Chapter 5 USGS dataRetrieval: Part 1
Readings: Introduction to the dataRetrieval package https://cran.r-project.org/web/packages/dataRetrieval/vignettes/dataRetrieval.html
Chapter 12 & 13 of R for Data Science https://r4ds.had.co.nz/tidy-data.html
Repo for this module can be found here
5.1 Goals
- Get familiar with the dataRetrieval package
- Intro to joins
- Learn about long vs. wide data and how to change between them
Prep question: How would you get data from the USGS (non-R)? Test it out by downloading data for gauge 06050000.
See here for the national water dashboard. Then search for gage 06050000 and download data from 2010 - 2020.
It is good to know how to do that but dataRetrieval is going to make that much easier.
Install and load the necessary packages.
5.2 Exploring what dataRetrieval can do
Think about the dataRetrieval as a way to interact with same public data you can access through waterdata.usgs.gov but without having to click on buttons and search around. It makes getting data or doing analyses with USGS data much more reproducible and fast!
The documentation for the package is extremely helpful: https://cran.r-project.org/web/packages/dataRetrieval/vignettes/dataRetrieval.html
https://waterdata.usgs.gov/blog/dataretrieval/
I always have to look up how to do things because the package is very specialized! This is the case with most website APIs, in my experience. It’s a good argument for getting good at navigating package documentation! Basically you just look through and try to piece together the recipe for what you want to do using the examples they give in the document.
First, let’s get some information about the gauging stations using the whatNWISsites(), readNWISsite(), and whatNWISdata() functions. Try each out and see what they tell you.
Remember, all the parameter codes and site names get passed to dataRetrieval functions as characters, so they must be in quotes.
Let’s use dataRetrieval to see what’s available in Montana.

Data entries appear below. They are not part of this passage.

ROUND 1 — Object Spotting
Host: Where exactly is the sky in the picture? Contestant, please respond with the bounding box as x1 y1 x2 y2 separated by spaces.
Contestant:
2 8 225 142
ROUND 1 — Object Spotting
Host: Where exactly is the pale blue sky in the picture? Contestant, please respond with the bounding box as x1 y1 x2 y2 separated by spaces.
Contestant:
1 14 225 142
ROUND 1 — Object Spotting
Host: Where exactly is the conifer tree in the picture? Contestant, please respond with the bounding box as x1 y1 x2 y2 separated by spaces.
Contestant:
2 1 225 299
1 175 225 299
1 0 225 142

# Load the stream gauge data
# Configs that could be changed ...
param_cd <- "00060" # Parameter code for streamflow . See `dataRetrieval::parameterCdFile` for more.
service_cd <- "dv" # means "daily value". See `https://waterservices.usgs.gov/rest/` for more info.
# State code
state_cd <- "MT"
# set start and end dates for streamflow time series
start <- as_date("1990-10-01")
end <- as_date("2022-10-01")
# Use whatNWISsites to identify what gauges exist that meet the above conditions.
stream_gauges <- whatNWISsites(parameterCd = param_cd, service = service_cd, stateCd = state_cd, startDate = start, endDate = end) %>%
select(site_no, station_nm, dec_lat_va, dec_long_va)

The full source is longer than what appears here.